IPAB is a regulatory board created through the Affordable Care Act, at the behest of President OBama and his Chief architect at the time Peter Orszag to bypass the checks and balances our government.  The board is composed of 15 healthcare professionals appointed by the President.  The regulatory “proposals” that are issued from IPAB are to be implemented immediately by the Secretary of Health and Human Services without approval from Congress.  If all three branches of government cannot come up with a bill that matches the precise intent of the IPAB “proposal” it becomes law, with no vote from Congress and the President  has no power of veto.

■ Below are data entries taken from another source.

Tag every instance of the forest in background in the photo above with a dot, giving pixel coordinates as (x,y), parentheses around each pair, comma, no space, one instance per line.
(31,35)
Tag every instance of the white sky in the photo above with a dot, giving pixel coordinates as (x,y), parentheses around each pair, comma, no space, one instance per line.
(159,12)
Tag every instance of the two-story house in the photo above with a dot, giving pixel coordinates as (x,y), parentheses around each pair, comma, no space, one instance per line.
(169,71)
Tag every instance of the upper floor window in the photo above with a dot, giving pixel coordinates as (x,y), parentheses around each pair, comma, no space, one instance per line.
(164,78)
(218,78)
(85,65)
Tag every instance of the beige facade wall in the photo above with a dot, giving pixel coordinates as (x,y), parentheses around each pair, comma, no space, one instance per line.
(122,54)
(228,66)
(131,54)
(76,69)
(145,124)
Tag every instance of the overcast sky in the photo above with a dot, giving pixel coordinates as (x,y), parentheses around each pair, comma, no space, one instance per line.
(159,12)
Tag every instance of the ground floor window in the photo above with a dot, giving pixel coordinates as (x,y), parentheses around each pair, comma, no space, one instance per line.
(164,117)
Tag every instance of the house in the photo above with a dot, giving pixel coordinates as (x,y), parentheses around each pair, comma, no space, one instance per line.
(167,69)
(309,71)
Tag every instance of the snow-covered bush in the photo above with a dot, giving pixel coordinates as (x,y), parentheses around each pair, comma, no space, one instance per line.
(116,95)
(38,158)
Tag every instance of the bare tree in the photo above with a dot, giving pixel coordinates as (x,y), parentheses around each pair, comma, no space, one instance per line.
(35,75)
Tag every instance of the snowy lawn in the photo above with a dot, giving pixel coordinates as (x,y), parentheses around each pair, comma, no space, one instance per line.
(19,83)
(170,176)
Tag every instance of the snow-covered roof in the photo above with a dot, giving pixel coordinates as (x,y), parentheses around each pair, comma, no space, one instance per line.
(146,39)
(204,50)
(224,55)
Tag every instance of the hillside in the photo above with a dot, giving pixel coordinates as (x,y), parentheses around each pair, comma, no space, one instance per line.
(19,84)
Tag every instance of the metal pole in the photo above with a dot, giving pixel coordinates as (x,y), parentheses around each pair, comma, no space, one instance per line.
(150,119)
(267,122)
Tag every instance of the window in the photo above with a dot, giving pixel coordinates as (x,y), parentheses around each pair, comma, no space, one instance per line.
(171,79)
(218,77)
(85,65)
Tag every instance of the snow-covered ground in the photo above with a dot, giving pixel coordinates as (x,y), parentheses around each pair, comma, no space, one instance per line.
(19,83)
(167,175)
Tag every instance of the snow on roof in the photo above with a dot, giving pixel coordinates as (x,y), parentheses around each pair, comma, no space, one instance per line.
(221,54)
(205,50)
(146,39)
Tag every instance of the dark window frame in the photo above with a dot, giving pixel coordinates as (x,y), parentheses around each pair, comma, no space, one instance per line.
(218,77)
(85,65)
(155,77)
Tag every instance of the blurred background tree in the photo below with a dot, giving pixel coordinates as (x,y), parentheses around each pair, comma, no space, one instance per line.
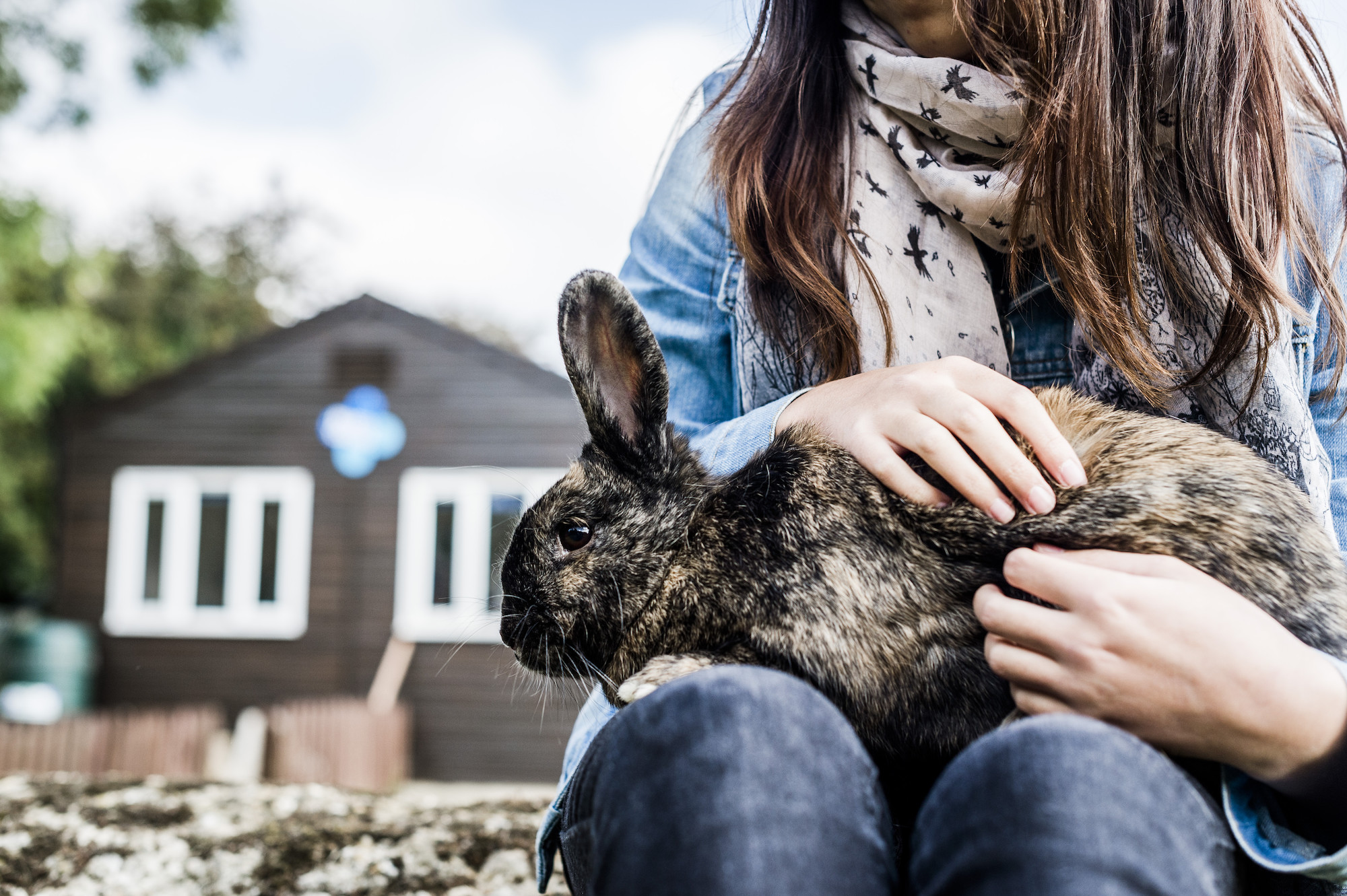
(77,326)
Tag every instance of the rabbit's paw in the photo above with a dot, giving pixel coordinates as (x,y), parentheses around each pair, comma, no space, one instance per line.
(661,670)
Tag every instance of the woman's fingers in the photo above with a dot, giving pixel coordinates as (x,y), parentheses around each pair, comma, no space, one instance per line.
(1050,576)
(1022,409)
(1023,668)
(938,447)
(980,429)
(1038,629)
(898,477)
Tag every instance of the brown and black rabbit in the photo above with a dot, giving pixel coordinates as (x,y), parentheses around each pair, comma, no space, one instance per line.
(639,567)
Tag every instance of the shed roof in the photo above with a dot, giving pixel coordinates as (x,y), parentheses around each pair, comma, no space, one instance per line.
(364,308)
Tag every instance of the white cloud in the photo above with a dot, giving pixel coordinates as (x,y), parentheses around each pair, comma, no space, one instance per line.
(455,164)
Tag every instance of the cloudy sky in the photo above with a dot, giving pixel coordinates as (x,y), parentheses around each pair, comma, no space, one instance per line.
(455,158)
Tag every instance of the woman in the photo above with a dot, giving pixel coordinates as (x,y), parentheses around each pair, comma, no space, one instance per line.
(859,236)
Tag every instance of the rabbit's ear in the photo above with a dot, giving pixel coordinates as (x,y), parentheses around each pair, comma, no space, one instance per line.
(614,361)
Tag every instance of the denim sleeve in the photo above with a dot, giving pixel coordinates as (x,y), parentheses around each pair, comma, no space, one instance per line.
(685,273)
(1322,187)
(1252,808)
(1257,824)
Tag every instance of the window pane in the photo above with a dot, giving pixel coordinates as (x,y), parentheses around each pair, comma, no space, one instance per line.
(444,552)
(270,535)
(154,548)
(211,559)
(506,513)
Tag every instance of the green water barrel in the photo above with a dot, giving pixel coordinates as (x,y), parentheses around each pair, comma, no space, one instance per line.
(57,652)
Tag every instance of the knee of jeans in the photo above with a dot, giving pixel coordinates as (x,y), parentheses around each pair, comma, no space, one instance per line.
(748,707)
(1055,758)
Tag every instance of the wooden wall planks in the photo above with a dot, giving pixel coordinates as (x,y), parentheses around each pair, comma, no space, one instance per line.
(464,404)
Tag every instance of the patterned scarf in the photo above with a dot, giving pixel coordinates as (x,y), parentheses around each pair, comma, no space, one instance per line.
(923,182)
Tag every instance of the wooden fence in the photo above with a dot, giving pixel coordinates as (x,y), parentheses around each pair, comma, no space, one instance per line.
(123,742)
(339,740)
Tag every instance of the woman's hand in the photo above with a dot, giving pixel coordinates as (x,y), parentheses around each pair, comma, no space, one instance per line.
(929,409)
(1167,653)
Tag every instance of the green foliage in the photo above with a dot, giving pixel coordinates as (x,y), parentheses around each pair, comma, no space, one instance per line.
(76,327)
(169,28)
(172,27)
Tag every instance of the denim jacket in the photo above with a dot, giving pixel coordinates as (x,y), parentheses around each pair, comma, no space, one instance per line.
(685,272)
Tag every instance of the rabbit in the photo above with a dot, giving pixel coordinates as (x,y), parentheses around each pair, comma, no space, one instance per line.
(639,567)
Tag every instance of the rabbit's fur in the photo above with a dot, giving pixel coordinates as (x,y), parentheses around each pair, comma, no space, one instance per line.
(805,563)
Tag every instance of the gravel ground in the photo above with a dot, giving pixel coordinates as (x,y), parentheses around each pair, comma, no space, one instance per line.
(73,836)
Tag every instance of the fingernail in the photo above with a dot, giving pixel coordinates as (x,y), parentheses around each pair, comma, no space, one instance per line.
(1042,499)
(1073,474)
(1001,512)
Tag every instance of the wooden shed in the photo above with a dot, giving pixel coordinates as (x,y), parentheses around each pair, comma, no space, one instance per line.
(208,533)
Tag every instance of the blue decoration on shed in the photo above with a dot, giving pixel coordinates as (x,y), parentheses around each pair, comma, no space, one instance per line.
(362,431)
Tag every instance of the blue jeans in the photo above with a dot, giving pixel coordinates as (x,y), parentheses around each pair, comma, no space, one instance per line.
(747,781)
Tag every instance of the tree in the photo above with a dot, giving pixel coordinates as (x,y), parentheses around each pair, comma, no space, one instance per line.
(168,30)
(76,327)
(80,326)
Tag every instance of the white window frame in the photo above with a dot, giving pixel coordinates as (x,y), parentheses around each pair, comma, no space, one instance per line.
(176,613)
(467,618)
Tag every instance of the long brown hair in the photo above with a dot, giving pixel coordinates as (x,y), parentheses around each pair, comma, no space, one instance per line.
(1093,74)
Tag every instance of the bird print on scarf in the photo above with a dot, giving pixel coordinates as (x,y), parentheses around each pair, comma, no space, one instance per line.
(956,82)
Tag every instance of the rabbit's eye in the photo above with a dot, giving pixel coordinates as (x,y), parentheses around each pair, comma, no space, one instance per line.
(573,535)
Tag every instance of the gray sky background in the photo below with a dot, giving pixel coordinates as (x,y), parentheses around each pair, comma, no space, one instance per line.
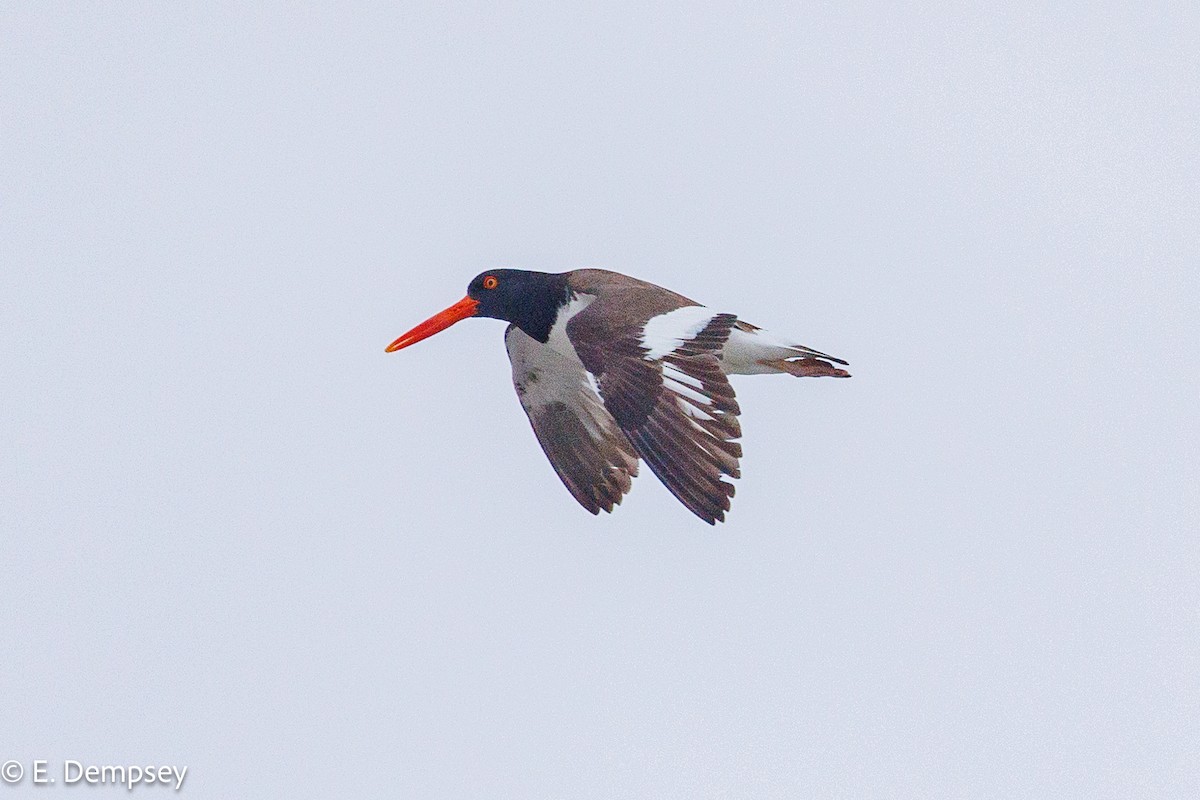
(239,536)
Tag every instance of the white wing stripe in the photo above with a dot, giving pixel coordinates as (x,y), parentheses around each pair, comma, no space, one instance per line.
(663,334)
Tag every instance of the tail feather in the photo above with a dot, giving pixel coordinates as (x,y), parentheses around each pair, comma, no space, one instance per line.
(807,367)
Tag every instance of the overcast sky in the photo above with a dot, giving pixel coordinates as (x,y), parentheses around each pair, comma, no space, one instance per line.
(240,537)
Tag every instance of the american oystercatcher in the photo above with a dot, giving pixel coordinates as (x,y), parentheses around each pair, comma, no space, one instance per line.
(610,370)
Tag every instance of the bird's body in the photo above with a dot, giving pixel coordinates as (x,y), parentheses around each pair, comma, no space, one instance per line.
(612,370)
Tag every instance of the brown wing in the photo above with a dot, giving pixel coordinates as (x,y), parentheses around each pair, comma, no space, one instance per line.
(579,435)
(676,405)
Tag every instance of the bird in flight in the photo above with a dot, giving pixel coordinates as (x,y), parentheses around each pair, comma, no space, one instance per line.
(612,370)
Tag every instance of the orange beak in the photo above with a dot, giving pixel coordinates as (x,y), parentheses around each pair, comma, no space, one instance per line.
(437,323)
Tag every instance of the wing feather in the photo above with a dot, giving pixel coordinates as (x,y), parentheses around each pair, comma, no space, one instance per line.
(678,410)
(585,445)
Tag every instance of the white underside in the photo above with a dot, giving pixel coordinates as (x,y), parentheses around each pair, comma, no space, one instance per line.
(745,352)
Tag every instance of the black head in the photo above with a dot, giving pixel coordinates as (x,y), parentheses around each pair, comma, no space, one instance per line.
(528,300)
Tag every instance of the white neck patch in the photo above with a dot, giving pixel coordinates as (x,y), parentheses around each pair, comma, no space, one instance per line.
(558,340)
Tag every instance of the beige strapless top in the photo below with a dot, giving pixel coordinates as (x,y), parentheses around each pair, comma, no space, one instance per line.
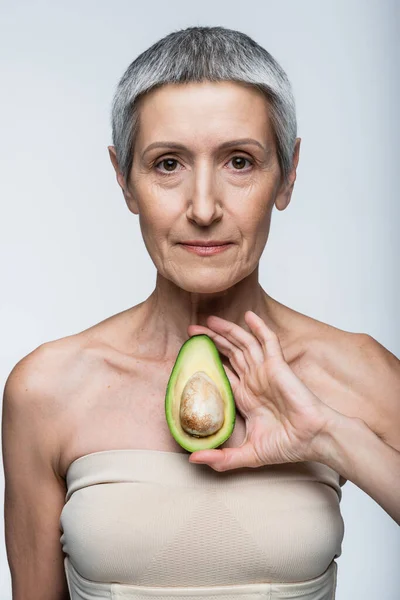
(149,524)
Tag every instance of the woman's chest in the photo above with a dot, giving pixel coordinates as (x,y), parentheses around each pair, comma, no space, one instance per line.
(125,408)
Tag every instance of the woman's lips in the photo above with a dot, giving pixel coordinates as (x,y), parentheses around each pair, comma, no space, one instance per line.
(206,250)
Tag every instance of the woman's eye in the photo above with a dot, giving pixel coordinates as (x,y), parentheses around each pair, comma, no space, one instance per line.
(238,161)
(169,164)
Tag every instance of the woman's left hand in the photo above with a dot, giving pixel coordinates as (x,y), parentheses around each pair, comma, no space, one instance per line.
(285,421)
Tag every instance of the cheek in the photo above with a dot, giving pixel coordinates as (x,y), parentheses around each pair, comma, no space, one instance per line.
(255,213)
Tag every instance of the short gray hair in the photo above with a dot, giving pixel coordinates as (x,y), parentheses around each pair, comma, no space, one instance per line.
(196,54)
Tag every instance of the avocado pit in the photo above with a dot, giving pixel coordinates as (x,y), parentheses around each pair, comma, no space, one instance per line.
(202,407)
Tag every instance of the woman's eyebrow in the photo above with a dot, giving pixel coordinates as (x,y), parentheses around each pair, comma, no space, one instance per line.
(229,144)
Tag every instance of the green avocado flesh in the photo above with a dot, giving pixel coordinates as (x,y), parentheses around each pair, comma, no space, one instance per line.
(199,404)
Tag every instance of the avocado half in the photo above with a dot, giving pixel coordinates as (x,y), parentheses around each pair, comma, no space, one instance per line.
(199,404)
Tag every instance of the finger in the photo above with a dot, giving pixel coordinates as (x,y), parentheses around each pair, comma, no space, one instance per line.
(267,338)
(233,379)
(244,340)
(234,353)
(227,458)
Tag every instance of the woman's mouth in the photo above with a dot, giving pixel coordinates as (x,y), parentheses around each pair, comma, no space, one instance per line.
(206,250)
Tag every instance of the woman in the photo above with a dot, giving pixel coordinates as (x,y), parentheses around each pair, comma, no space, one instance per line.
(204,134)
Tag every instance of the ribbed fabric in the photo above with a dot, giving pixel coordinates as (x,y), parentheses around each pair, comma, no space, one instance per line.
(146,523)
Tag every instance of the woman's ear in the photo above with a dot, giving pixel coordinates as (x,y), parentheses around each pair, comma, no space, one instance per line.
(285,192)
(131,203)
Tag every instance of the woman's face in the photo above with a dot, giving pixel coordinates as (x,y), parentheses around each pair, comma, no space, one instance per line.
(205,189)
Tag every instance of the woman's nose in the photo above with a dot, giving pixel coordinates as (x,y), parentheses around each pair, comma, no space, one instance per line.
(204,200)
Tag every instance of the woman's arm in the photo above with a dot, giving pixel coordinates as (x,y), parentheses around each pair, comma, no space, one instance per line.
(34,493)
(352,449)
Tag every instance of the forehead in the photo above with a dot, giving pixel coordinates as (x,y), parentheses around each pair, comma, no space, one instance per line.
(203,112)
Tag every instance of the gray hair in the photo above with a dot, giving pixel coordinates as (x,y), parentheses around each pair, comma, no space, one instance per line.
(196,54)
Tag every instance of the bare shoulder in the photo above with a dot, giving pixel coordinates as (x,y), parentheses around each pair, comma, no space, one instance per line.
(37,389)
(362,374)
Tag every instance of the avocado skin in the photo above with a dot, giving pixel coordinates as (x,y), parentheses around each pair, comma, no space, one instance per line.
(198,353)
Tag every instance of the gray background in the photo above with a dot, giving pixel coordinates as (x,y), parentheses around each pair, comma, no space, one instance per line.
(72,253)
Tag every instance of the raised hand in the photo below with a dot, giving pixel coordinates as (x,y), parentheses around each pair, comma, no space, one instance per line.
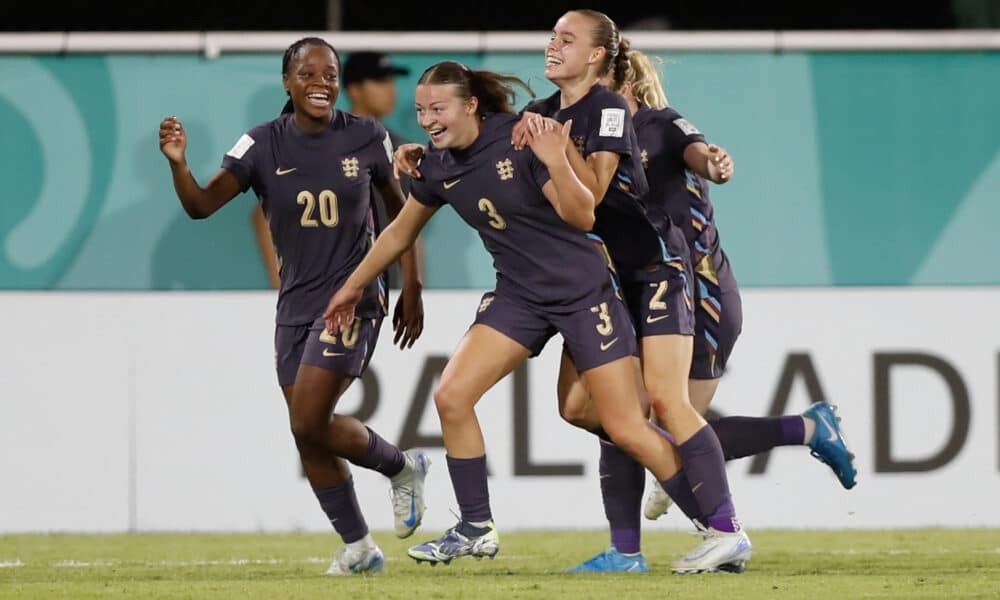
(408,318)
(173,140)
(519,137)
(339,313)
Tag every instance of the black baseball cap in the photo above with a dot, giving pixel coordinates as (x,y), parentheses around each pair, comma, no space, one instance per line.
(369,65)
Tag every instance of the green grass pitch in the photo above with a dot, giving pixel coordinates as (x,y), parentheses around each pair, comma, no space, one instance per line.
(928,563)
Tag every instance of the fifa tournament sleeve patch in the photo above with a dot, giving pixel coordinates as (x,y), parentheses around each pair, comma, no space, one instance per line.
(387,144)
(240,148)
(686,127)
(612,122)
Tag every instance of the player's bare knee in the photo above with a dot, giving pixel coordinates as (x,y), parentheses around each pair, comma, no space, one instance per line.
(574,413)
(452,405)
(307,431)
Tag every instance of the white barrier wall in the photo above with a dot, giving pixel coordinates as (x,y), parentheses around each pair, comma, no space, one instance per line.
(160,411)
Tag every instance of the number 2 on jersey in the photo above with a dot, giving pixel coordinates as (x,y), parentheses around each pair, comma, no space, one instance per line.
(328,213)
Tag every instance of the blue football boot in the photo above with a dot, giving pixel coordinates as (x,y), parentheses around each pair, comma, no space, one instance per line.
(828,443)
(612,561)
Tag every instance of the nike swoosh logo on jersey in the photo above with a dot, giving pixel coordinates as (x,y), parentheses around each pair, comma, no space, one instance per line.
(412,519)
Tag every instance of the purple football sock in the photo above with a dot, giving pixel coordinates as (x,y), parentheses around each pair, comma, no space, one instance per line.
(746,436)
(468,477)
(705,467)
(382,456)
(340,504)
(679,490)
(622,481)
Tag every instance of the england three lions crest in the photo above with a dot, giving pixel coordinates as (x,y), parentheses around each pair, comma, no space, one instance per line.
(350,166)
(505,169)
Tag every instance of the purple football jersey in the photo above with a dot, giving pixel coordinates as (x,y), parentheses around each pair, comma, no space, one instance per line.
(602,122)
(497,190)
(680,194)
(315,189)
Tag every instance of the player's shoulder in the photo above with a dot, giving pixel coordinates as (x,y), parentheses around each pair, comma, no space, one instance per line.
(256,137)
(432,167)
(648,117)
(543,106)
(602,97)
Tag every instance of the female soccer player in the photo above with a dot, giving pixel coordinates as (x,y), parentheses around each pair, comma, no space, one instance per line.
(583,49)
(678,162)
(532,212)
(311,170)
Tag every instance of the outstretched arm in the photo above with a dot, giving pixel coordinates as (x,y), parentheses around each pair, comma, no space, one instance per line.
(709,161)
(199,202)
(397,237)
(573,201)
(408,316)
(265,245)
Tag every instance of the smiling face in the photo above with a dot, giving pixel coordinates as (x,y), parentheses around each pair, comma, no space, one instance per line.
(571,53)
(313,82)
(449,119)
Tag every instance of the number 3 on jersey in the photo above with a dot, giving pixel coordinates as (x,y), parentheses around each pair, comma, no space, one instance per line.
(328,213)
(496,221)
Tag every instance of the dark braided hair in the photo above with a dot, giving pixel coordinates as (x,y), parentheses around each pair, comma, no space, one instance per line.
(495,92)
(292,52)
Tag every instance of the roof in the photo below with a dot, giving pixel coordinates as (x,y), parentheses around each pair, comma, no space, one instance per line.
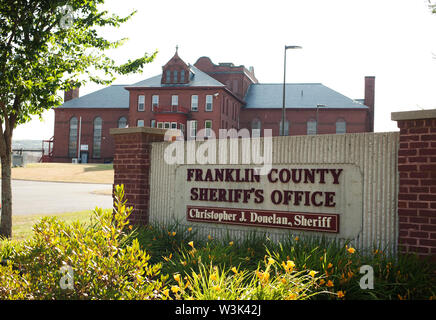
(114,96)
(197,79)
(298,95)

But the appalling autonomy of IPAB does not stop there!  If Congress fails to repeal IPAB before 2017, language in ACA prevents all three branches from repealing this board and/or altering any of its proposals at any time.  This gives IPAB the power to alter the Constitution through statute, or its “proposals”.  Not only does IPAB hold regulatory control over ObamaCare but it also has been granted oversight in the private healthcare market.

This is a brief overview of the egregious attack on the Constitution this facet of the ACA represents. TMCV intends to post several articles on IPAB in anticipation of the announcement of Poliquin that he has joined forces with Rep. David Roe (R-TN) to repeal IPAB.  Diane Cohen, lead counsel challenging the constitutionality of IPAB, and Michael F. Cannon, director of health policies for the Cato Institute, aptly describe IPAB as not just unconstitutional, but “anti-constitutional”.

IPAB must be repealed and abolished.  We applaud Rep. Poliquin (R-ME) and Rep. David Roe (R-TN) for their leadership on this.